Gated Domain-Invariant Feature Disentanglement for Domain Generalizable Object Detection
This addresses domain generalization in object detection, which is crucial for deploying models in varied real-world environments, but it is incremental as it builds on existing disentanglement techniques.
The paper tackles the problem of domain generalizable object detection by proposing a novel disentangled representation learning method that uses a channel gate module to separate domain-invariant from domain-specific features, achieving state-of-the-art performance.
For Domain Generalizable Object Detection (DGOD), Disentangled Representation Learning (DRL) helps a lot by explicitly disentangling Domain-Invariant Representations (DIR) from Domain-Specific Representations (DSR).
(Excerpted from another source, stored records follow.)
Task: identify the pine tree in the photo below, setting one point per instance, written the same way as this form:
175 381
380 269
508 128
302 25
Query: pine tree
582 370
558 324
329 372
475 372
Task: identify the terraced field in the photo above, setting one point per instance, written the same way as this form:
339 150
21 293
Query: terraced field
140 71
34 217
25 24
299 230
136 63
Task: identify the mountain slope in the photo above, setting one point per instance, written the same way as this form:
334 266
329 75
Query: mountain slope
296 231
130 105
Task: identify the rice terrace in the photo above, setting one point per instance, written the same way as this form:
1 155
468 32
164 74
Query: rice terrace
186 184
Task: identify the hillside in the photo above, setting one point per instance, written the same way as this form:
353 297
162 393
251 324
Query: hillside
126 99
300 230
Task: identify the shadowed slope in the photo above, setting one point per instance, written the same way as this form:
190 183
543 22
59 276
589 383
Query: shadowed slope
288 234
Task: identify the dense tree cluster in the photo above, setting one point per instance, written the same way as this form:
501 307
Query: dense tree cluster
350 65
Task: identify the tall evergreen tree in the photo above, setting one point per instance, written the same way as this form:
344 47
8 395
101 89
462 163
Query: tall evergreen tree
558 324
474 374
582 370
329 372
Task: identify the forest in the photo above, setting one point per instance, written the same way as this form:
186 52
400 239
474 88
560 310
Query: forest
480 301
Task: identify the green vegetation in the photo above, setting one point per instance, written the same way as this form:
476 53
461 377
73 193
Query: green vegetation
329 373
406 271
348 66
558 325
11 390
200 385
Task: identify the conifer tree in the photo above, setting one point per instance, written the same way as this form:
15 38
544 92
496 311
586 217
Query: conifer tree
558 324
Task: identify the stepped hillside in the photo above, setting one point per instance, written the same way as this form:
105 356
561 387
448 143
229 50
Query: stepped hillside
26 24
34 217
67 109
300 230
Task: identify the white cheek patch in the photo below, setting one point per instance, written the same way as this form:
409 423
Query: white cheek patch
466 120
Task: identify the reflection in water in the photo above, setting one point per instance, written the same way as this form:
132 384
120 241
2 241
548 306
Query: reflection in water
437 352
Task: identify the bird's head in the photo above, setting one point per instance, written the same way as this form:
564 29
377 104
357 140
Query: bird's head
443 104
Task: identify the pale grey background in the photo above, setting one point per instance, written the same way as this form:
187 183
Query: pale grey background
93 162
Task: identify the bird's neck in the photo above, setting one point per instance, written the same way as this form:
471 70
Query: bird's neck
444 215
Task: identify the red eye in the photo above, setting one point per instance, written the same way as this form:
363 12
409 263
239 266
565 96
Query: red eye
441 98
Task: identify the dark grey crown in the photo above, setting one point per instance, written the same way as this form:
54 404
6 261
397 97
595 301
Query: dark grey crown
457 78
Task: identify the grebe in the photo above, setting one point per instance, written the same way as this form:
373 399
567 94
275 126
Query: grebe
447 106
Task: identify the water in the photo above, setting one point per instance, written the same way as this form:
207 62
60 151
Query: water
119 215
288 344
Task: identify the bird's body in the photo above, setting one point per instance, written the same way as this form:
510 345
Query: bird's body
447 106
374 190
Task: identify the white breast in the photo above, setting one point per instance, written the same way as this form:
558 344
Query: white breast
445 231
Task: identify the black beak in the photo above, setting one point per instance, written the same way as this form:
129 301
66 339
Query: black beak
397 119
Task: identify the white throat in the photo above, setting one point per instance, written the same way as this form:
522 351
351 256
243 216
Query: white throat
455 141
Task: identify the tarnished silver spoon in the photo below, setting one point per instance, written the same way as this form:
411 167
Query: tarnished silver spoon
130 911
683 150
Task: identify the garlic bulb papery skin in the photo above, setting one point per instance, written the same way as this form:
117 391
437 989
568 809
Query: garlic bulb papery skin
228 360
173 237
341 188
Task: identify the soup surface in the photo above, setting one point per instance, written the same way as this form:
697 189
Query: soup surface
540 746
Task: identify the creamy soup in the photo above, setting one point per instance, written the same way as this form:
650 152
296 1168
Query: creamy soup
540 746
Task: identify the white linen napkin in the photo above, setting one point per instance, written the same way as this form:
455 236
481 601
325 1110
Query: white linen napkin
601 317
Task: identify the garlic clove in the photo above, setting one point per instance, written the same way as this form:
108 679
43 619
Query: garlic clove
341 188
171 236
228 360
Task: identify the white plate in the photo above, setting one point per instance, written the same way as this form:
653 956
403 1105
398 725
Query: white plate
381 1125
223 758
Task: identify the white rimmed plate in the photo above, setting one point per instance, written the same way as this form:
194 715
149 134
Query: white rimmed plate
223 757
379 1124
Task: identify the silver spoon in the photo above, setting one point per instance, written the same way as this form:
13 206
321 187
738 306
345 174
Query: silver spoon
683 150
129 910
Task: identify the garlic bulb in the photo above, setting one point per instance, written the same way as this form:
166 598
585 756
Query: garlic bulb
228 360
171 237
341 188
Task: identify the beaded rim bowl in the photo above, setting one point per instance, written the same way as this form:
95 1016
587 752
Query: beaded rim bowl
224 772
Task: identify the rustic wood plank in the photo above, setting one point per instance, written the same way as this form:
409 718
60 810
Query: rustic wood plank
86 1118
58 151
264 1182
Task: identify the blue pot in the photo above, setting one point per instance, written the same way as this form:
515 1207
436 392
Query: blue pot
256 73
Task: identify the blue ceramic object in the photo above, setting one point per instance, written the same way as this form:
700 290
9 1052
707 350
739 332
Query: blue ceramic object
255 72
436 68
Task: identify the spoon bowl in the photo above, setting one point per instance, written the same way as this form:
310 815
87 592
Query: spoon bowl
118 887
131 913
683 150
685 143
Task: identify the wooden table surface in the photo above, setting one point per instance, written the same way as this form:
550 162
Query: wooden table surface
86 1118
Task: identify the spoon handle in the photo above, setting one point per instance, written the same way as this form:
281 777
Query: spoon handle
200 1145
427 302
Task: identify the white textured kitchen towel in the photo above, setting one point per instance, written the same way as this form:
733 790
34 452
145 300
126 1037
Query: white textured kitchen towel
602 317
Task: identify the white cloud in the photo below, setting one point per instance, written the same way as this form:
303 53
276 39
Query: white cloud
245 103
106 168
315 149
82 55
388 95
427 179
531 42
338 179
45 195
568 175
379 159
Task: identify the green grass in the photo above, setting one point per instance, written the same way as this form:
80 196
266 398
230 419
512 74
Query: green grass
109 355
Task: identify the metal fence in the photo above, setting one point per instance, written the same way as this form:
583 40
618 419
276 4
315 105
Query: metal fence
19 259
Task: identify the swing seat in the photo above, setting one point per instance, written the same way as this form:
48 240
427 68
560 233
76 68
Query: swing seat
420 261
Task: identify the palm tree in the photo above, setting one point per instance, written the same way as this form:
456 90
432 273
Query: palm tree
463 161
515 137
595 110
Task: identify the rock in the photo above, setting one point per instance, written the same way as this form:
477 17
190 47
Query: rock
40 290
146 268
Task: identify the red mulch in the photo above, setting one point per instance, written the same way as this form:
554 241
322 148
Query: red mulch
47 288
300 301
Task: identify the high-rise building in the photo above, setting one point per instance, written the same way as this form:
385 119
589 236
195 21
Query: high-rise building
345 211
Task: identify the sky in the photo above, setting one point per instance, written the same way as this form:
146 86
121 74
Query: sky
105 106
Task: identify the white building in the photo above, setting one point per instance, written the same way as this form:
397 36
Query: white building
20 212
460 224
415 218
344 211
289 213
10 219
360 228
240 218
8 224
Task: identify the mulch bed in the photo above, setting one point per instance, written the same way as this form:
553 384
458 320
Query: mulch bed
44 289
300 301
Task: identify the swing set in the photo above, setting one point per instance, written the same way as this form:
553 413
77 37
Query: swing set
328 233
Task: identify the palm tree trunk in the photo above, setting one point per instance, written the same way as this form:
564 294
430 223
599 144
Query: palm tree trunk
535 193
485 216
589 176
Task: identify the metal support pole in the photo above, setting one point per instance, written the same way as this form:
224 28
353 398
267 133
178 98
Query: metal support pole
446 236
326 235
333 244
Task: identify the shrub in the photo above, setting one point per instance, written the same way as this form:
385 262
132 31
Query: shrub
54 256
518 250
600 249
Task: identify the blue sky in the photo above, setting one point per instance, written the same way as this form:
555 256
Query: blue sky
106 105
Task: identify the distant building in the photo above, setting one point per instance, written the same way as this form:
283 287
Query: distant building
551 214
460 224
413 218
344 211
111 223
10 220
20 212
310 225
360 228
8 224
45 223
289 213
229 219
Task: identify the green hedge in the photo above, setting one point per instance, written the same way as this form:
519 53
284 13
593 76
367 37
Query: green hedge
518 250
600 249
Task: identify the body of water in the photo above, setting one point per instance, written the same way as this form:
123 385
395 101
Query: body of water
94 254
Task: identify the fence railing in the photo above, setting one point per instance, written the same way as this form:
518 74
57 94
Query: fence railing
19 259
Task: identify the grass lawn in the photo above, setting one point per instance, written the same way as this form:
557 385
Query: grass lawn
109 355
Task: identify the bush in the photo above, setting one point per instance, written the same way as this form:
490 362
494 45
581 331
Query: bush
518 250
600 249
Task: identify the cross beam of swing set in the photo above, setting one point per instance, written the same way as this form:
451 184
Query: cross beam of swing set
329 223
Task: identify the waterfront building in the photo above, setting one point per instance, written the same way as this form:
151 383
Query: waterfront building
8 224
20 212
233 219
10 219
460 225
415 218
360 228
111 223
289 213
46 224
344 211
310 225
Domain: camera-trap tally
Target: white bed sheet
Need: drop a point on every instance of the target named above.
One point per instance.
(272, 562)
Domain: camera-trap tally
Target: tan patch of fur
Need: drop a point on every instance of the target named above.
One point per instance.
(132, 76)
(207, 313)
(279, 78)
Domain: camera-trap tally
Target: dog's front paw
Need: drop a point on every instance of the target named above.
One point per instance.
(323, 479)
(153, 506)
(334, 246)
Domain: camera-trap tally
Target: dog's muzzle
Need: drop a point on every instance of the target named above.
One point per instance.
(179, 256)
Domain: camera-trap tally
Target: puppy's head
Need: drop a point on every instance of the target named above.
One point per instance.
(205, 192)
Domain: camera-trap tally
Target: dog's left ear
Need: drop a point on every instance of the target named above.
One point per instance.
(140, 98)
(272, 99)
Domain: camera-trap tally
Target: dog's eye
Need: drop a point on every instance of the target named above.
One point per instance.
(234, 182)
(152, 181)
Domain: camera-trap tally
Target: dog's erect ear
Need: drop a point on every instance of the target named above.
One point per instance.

Considering the domain category is an attribute of input data, it should be feasible for networks to fit a specific mapping which projects DSR into feature channels exclusive to domain-specific information, and thus much cleaner disentanglement of DIR from DSR can be achieved simply on channel dimension. Inspired by this idea, we propose a novel DRL method for DGOD, which is termed Gated Domain-Invariant Feature Disentanglement (GDIFD). In GDIFD, a Channel Gate Module (CGM) learns to output channel gate signals close to either 0 or 1, which can mask out the channels exclusive to domain-specific information helpful for domain recognition. With the proposed GDIFD, the backbone in our framework can fit the desired mapping easily, which enables the channel-wise disentanglement. In experiments, we demonstrate that our approach is highly effective and achieves state-of-the-art DGOD performance.